I am taking a first course in functional analysis and I am struggling with working with operator norms.
Specifically, consider $L^2(\mathbb{R})$ with the linear operator $\Lambda:L^2(\mathbb R)\rightarrow L^2(\mathbb R)$ defined by $(\Lambda f)(x)=f(|x|)$.
I have the following equality $$\|\Lambda f\|_{L^2(\mathbb R)}\doteq \Big[\int_{-\infty}^{\infty}|f(|x|)|^2dx\Big]^{\frac{1}{2}}=\Big[\int_{-\infty}^{0}|f(-x)|^2dx+\int_{0}^{\infty}|f(x)|^2dx\Big]^{\frac{1}{2}}=\Big[2\cdot\int_{0}^{\infty}|f(x)|^2dx\Big]^{\frac{1}{2}}$$
I am struggling with providing a rigorous/nice way to compute the kernel and range of $\Lambda$.
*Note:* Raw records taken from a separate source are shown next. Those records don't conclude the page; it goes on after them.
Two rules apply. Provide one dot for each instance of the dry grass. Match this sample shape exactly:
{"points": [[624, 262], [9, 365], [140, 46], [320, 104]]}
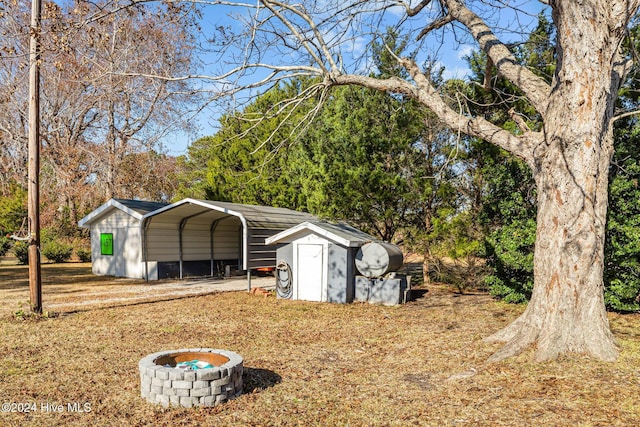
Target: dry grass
{"points": [[307, 364]]}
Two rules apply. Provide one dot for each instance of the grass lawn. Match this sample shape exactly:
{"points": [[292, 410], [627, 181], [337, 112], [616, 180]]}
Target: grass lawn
{"points": [[307, 364]]}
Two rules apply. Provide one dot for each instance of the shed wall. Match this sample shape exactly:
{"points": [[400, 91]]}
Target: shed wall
{"points": [[126, 260]]}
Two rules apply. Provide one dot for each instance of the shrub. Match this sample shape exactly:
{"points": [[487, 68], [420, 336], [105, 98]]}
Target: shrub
{"points": [[5, 245], [21, 251], [84, 254], [57, 251]]}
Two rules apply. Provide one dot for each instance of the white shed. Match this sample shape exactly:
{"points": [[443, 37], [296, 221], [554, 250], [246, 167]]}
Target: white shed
{"points": [[317, 261], [116, 237]]}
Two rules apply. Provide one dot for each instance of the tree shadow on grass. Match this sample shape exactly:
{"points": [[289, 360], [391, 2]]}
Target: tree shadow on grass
{"points": [[255, 380]]}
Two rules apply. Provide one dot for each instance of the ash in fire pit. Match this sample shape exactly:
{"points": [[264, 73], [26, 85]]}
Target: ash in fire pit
{"points": [[166, 380]]}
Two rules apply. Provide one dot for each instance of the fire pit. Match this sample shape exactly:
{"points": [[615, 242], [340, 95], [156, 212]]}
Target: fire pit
{"points": [[165, 380]]}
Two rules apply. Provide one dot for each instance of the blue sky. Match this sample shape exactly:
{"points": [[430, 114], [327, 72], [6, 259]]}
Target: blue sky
{"points": [[449, 50]]}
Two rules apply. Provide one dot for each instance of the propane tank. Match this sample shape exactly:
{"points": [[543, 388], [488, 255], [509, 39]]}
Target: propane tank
{"points": [[375, 259]]}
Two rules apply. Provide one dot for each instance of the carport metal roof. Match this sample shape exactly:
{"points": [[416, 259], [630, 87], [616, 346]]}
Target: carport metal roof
{"points": [[255, 220]]}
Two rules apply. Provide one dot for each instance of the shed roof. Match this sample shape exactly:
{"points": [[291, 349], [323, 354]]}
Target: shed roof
{"points": [[135, 208], [256, 217], [340, 233]]}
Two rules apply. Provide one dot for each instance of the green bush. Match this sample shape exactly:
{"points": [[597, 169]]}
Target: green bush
{"points": [[21, 251], [5, 245], [57, 251], [84, 254]]}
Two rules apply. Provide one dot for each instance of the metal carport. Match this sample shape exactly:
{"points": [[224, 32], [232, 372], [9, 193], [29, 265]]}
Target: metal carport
{"points": [[192, 234]]}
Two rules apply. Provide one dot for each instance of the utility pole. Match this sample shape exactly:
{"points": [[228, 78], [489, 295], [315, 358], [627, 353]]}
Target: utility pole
{"points": [[35, 277]]}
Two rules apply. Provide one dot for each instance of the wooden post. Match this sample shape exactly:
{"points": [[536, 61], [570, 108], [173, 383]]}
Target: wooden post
{"points": [[35, 279]]}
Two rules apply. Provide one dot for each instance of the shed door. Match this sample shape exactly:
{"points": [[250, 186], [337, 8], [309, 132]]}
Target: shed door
{"points": [[310, 277]]}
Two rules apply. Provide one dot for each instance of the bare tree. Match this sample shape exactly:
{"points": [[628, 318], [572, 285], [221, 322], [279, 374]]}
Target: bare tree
{"points": [[276, 40], [97, 107]]}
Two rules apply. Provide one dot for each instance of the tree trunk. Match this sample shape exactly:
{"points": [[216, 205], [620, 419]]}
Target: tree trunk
{"points": [[567, 312]]}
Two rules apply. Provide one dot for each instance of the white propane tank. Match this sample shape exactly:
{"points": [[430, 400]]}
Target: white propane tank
{"points": [[375, 259]]}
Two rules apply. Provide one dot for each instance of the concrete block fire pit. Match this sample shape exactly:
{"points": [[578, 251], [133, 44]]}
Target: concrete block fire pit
{"points": [[162, 382]]}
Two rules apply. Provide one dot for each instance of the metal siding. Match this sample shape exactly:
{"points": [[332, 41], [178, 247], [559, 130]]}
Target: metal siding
{"points": [[162, 242], [226, 239], [196, 242]]}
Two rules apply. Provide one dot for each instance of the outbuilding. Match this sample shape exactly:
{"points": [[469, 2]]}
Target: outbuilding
{"points": [[316, 261], [116, 237], [140, 239], [198, 237]]}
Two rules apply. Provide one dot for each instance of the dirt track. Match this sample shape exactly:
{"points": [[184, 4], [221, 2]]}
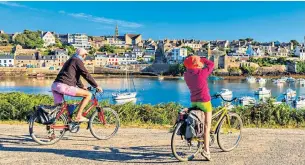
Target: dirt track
{"points": [[139, 146]]}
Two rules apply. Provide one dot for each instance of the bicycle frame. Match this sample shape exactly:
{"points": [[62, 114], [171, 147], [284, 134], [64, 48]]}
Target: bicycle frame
{"points": [[94, 104], [223, 112]]}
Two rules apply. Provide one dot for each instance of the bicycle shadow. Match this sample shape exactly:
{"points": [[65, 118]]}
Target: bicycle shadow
{"points": [[139, 154], [13, 139]]}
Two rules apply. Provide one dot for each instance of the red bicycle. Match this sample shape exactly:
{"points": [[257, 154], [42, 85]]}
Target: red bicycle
{"points": [[103, 123]]}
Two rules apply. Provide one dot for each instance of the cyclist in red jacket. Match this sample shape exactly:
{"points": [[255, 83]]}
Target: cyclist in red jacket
{"points": [[196, 78]]}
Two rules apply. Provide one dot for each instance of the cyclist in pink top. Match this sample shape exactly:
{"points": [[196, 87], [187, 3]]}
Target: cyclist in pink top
{"points": [[196, 76]]}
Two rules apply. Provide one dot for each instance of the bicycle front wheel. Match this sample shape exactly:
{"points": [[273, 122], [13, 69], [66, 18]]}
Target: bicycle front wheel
{"points": [[45, 134], [183, 149], [104, 123], [229, 133]]}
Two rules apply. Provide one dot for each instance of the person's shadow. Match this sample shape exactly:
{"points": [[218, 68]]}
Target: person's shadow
{"points": [[137, 154]]}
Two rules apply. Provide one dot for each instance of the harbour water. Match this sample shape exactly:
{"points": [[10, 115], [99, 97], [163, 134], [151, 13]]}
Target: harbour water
{"points": [[154, 91]]}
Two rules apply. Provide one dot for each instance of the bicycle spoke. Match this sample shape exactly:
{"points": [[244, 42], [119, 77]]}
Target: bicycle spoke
{"points": [[230, 132]]}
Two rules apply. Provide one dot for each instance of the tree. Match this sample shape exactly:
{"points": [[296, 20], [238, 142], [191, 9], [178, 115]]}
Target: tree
{"points": [[301, 67], [71, 50], [4, 39], [249, 39], [295, 43], [248, 69], [189, 49], [58, 43], [92, 51], [107, 48], [29, 39], [152, 59]]}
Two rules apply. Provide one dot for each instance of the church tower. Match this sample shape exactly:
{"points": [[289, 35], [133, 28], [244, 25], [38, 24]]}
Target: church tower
{"points": [[116, 33]]}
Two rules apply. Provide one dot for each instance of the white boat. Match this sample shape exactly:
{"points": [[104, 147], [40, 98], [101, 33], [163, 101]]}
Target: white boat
{"points": [[290, 79], [124, 96], [247, 100], [299, 102], [261, 81], [251, 79], [284, 78], [128, 90], [120, 102], [225, 92], [279, 81], [302, 81], [290, 94], [263, 91], [181, 78]]}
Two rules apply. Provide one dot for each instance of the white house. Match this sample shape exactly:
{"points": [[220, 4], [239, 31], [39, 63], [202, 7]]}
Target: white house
{"points": [[118, 41], [6, 60], [62, 56], [79, 40], [48, 39], [300, 52], [126, 60], [101, 59], [178, 54], [137, 51], [254, 51]]}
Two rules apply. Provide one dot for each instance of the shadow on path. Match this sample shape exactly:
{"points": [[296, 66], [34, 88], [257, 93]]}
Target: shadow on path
{"points": [[140, 154]]}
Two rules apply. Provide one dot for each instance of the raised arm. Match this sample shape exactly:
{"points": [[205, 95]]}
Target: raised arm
{"points": [[209, 66], [85, 74], [80, 84]]}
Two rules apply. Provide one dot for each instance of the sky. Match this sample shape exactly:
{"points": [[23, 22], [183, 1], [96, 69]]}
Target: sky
{"points": [[263, 21]]}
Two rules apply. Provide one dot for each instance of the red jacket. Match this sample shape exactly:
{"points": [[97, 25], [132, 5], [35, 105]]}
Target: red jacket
{"points": [[197, 82]]}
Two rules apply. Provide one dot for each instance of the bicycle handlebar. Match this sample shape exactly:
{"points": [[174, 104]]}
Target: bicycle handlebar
{"points": [[94, 90], [219, 95]]}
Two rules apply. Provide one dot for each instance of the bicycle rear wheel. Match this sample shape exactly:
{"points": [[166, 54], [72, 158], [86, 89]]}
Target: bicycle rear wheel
{"points": [[182, 149], [104, 123], [44, 134], [229, 133]]}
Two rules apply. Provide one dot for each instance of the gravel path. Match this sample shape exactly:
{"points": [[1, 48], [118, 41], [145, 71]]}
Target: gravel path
{"points": [[148, 146]]}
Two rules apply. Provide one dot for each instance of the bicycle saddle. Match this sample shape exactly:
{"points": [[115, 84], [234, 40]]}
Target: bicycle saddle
{"points": [[49, 108]]}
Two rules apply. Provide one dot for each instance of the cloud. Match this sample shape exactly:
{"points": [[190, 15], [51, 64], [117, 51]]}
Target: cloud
{"points": [[12, 4], [103, 20]]}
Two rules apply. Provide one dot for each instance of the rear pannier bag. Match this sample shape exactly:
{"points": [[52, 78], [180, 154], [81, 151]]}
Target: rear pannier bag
{"points": [[46, 114]]}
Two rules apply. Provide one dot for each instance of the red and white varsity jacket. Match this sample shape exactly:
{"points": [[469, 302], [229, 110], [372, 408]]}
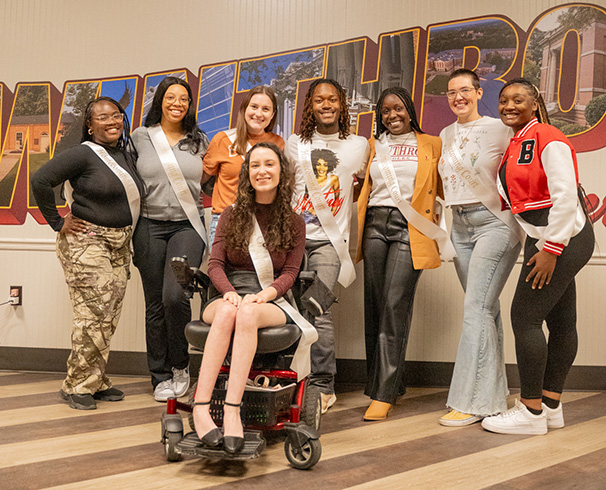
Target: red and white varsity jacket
{"points": [[542, 173]]}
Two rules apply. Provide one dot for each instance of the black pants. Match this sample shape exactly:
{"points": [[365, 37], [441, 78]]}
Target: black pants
{"points": [[544, 365], [167, 309], [390, 282]]}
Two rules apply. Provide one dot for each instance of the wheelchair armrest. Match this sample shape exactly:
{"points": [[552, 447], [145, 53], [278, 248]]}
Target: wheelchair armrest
{"points": [[191, 279], [307, 277]]}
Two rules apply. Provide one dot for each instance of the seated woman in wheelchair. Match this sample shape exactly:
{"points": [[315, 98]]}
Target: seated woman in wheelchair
{"points": [[264, 197]]}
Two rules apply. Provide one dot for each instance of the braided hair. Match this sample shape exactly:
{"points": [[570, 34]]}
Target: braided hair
{"points": [[195, 140], [541, 112], [125, 143], [308, 121]]}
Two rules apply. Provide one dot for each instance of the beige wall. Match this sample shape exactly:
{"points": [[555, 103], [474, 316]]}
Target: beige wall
{"points": [[78, 39]]}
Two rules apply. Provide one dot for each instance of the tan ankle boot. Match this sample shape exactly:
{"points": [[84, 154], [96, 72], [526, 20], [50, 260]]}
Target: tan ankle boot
{"points": [[377, 410]]}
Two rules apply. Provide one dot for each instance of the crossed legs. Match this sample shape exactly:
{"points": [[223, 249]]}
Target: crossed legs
{"points": [[243, 323]]}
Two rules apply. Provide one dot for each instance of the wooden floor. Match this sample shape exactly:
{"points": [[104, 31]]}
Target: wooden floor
{"points": [[45, 444]]}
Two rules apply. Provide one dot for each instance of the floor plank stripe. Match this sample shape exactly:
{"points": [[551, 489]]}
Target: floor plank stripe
{"points": [[45, 444]]}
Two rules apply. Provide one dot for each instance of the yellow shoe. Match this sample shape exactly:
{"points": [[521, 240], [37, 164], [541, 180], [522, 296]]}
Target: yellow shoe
{"points": [[377, 411], [454, 418]]}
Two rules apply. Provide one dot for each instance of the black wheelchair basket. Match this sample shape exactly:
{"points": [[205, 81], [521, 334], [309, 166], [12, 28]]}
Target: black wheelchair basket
{"points": [[274, 399]]}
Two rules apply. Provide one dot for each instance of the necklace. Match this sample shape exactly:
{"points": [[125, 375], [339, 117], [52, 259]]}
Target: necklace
{"points": [[463, 141]]}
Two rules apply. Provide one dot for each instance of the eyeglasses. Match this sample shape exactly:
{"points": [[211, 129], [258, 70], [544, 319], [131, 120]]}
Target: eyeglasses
{"points": [[171, 99], [464, 92], [118, 117]]}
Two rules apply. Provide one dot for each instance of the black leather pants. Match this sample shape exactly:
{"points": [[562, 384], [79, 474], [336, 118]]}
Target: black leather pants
{"points": [[389, 289]]}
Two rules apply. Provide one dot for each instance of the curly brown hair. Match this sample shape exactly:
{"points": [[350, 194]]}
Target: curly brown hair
{"points": [[241, 127], [308, 121], [279, 236]]}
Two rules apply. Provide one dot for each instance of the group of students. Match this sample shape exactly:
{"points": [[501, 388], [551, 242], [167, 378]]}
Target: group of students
{"points": [[507, 182]]}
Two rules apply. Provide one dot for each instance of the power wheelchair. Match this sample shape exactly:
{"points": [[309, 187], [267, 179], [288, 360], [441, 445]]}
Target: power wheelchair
{"points": [[295, 408]]}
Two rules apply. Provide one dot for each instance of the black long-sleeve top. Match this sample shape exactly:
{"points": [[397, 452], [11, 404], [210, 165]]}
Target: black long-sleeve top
{"points": [[99, 196]]}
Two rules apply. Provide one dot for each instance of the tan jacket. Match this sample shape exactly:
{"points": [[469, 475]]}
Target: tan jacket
{"points": [[424, 251]]}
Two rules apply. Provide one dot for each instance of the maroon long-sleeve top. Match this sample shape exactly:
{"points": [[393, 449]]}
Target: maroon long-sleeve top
{"points": [[286, 264]]}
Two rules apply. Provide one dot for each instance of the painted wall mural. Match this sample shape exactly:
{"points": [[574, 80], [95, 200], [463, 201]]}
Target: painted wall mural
{"points": [[563, 52]]}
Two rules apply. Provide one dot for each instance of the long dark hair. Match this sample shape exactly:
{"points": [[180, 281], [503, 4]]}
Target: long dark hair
{"points": [[279, 236], [241, 129], [195, 140], [308, 121], [406, 99], [541, 112]]}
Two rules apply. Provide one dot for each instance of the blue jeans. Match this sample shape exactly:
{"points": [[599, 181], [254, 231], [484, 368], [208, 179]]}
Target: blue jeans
{"points": [[486, 252], [212, 229], [323, 258]]}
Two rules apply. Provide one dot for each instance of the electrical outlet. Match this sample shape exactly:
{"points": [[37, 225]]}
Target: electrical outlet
{"points": [[16, 295]]}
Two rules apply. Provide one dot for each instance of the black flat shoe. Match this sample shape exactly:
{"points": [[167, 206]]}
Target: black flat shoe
{"points": [[213, 437], [233, 444]]}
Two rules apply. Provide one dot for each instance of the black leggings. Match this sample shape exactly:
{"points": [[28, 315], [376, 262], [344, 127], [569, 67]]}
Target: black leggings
{"points": [[544, 365]]}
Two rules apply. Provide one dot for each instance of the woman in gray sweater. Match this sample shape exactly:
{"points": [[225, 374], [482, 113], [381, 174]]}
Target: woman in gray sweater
{"points": [[166, 229]]}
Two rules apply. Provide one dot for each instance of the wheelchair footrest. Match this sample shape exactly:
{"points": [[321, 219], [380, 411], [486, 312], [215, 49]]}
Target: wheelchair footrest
{"points": [[254, 444]]}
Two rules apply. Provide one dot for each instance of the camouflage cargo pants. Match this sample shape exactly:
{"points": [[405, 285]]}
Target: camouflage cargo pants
{"points": [[96, 266]]}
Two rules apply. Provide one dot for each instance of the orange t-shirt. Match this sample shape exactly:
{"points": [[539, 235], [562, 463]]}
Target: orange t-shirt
{"points": [[219, 160]]}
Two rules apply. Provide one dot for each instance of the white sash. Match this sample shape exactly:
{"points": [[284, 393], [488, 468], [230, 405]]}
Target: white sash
{"points": [[347, 274], [177, 181], [231, 136], [482, 191], [132, 191], [425, 226], [301, 362]]}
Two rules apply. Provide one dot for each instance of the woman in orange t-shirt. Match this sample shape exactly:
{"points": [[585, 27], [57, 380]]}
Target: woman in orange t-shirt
{"points": [[225, 154]]}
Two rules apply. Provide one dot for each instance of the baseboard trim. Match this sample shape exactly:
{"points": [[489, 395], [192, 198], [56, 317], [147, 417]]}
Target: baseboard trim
{"points": [[349, 371]]}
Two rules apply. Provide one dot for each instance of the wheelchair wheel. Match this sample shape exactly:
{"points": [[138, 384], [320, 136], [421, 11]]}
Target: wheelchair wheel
{"points": [[311, 413], [305, 456], [171, 439]]}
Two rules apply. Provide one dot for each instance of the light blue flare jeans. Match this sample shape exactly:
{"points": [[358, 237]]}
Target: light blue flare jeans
{"points": [[486, 250]]}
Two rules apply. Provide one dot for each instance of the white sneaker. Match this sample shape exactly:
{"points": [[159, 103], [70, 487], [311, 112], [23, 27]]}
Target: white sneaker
{"points": [[180, 381], [164, 391], [516, 420], [555, 416]]}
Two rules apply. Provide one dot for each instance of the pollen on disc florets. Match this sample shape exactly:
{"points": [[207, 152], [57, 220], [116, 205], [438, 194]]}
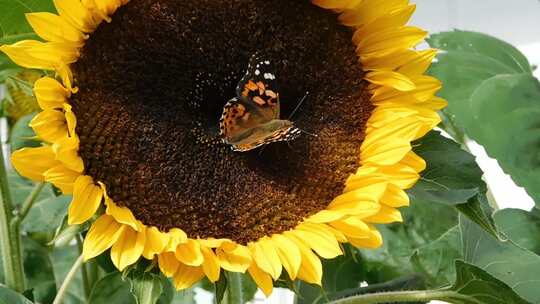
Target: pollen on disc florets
{"points": [[153, 83]]}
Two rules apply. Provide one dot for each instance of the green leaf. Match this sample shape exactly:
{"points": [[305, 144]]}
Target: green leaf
{"points": [[507, 107], [21, 134], [46, 215], [167, 296], [479, 211], [442, 183], [63, 259], [65, 233], [484, 46], [459, 184], [520, 226], [339, 274], [435, 260], [8, 296], [469, 58], [479, 287], [111, 289], [186, 296], [505, 261], [21, 187], [220, 288], [13, 25], [489, 83], [38, 270], [146, 287]]}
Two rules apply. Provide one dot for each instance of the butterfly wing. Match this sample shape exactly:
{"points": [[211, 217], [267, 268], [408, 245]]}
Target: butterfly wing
{"points": [[252, 118], [259, 87]]}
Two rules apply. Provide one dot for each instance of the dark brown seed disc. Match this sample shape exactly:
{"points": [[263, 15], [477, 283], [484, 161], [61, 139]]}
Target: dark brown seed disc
{"points": [[153, 84]]}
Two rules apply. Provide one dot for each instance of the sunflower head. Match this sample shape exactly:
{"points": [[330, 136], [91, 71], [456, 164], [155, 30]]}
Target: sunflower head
{"points": [[131, 122]]}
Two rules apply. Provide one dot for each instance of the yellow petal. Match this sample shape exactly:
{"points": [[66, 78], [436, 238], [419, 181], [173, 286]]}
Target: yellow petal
{"points": [[18, 53], [50, 125], [391, 79], [362, 202], [288, 253], [414, 161], [101, 236], [426, 87], [186, 276], [86, 200], [33, 162], [419, 64], [386, 215], [261, 278], [234, 257], [168, 264], [366, 11], [67, 152], [386, 153], [391, 19], [325, 216], [371, 240], [213, 243], [323, 243], [76, 14], [121, 214], [352, 227], [389, 40], [336, 4], [176, 237], [128, 248], [57, 53], [62, 177], [155, 242], [50, 94], [311, 267], [189, 253], [395, 197], [266, 257], [210, 265], [52, 27]]}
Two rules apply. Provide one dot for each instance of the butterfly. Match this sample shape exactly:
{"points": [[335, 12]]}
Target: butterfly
{"points": [[252, 118]]}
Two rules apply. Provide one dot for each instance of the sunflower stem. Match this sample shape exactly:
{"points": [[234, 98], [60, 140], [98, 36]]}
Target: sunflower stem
{"points": [[29, 202], [449, 296], [87, 287], [9, 233], [234, 288], [69, 278]]}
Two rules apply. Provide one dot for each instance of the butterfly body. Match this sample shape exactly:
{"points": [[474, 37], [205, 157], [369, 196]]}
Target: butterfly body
{"points": [[252, 119]]}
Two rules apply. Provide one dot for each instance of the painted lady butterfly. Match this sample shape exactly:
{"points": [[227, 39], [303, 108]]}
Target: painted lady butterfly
{"points": [[251, 119]]}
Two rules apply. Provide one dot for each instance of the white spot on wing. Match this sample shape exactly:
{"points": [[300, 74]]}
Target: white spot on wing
{"points": [[269, 76]]}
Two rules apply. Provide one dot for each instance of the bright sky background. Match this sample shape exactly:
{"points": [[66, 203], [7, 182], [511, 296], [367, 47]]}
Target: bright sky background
{"points": [[515, 21]]}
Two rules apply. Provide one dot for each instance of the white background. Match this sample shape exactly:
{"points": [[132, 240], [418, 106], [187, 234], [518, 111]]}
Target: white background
{"points": [[515, 21]]}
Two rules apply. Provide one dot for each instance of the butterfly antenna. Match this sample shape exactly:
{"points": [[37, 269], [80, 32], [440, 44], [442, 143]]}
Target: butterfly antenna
{"points": [[298, 105], [308, 133]]}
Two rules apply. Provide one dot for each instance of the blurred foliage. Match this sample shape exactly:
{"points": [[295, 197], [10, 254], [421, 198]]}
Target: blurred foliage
{"points": [[450, 238]]}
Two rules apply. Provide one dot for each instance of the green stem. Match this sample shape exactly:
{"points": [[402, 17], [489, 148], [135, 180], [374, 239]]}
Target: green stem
{"points": [[403, 297], [84, 268], [9, 234], [234, 288], [29, 201], [69, 278]]}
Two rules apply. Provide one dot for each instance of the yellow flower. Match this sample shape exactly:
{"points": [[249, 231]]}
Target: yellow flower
{"points": [[130, 123]]}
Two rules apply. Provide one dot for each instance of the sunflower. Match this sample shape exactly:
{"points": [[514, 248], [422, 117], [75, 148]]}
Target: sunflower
{"points": [[130, 128]]}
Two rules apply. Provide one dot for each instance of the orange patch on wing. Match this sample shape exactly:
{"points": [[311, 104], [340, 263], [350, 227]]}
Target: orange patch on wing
{"points": [[261, 87], [248, 87], [258, 100]]}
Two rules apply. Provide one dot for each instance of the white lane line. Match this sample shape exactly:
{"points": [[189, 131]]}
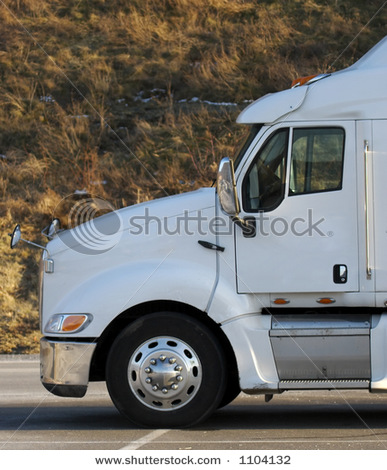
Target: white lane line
{"points": [[145, 440]]}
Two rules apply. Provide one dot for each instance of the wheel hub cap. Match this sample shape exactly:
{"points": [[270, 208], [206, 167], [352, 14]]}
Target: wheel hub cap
{"points": [[164, 373]]}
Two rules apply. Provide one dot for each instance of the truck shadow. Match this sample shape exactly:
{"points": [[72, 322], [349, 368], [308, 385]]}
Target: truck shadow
{"points": [[233, 417]]}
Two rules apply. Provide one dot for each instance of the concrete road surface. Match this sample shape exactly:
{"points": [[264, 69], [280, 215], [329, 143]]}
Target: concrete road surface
{"points": [[31, 418]]}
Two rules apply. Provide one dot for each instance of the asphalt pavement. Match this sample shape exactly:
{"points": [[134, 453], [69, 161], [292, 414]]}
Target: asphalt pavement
{"points": [[32, 418]]}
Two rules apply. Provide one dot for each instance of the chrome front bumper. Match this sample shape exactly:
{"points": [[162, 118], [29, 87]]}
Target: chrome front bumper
{"points": [[65, 366]]}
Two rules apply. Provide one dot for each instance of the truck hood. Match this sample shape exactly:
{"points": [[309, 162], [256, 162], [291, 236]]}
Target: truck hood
{"points": [[170, 215]]}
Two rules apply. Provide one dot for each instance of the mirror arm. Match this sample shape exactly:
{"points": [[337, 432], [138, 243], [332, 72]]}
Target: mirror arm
{"points": [[36, 245], [248, 226]]}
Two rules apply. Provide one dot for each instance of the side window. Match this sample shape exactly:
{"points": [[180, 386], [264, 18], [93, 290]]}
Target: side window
{"points": [[317, 160], [264, 185]]}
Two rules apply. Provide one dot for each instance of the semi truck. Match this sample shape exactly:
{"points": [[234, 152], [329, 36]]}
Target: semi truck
{"points": [[273, 280]]}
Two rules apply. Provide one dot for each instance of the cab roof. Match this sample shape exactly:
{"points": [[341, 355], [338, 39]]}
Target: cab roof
{"points": [[357, 92]]}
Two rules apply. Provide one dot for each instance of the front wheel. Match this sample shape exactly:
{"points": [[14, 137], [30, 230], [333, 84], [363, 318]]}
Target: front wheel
{"points": [[166, 370]]}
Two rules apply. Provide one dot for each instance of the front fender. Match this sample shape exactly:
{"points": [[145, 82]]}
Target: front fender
{"points": [[107, 294]]}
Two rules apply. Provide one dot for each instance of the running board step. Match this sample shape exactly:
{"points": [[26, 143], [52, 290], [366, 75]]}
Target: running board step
{"points": [[323, 384]]}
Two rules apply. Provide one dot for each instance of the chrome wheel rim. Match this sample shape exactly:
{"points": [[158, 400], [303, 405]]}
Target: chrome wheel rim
{"points": [[164, 373]]}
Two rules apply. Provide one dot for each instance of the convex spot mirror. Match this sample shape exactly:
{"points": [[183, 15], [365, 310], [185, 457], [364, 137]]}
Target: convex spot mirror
{"points": [[15, 236], [226, 187], [53, 228]]}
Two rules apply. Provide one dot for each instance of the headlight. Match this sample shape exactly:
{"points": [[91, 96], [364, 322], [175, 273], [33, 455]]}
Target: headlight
{"points": [[68, 323]]}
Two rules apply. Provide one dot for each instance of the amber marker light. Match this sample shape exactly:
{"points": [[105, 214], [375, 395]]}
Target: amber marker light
{"points": [[68, 322], [73, 322], [281, 301], [326, 301], [302, 80]]}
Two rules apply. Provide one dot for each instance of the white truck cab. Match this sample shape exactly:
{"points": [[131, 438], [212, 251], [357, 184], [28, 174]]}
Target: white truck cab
{"points": [[275, 280]]}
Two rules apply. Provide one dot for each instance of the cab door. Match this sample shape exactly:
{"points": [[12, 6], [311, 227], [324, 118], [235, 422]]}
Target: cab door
{"points": [[299, 186]]}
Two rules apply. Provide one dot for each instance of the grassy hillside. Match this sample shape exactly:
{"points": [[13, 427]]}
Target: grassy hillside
{"points": [[122, 99]]}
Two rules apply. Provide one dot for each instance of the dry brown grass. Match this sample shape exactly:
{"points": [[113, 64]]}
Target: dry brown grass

From the above calculation I just convinced myself that $\int_{0}^{\infty}|f(x)|^2dx=0$ which is equivalent to $\text{ker}(\Lambda)=\{f\in L^2(\mathbb R):f=0, a.e. x\geq 0\}$. Is there a way to actually compute this explicitly?
For the range, I had an even tougher time. I believe it has to do with how we define $f(|x|)$ which equals $f(x)$ on $x\geq 0$ and $f(-x)$ on $x<0$. Our professor gave us a solution that says that $\text{range}(\Lambda)=\{f\in L^2(\mathbb R): f(x)=f(-x), a.e. x\in \mathbb R\}$.
Thank you for your help.
If $g=\Lambda(f)$ then $g(-x)=f(|-x|)=f(|x|)=g(x)$ almost everywhere. Conversely, if $g(-x)=g(x)$ almost everywhere define $f=g$ so $f(|x|)=g(|x|)=g(x)$. Hence the range consists precisely of those functions $g \in l^{2}$ such that $g(-x)=g(x)$ almost everywhere. I think you have already found the kernel correctly. Let me assure you that you are in the right track and kernel of $\Lambda$ consists of those $f \in l^{2}$ which are such that $f(x)=0$ almost everywhere 0n $(0,\infty)$.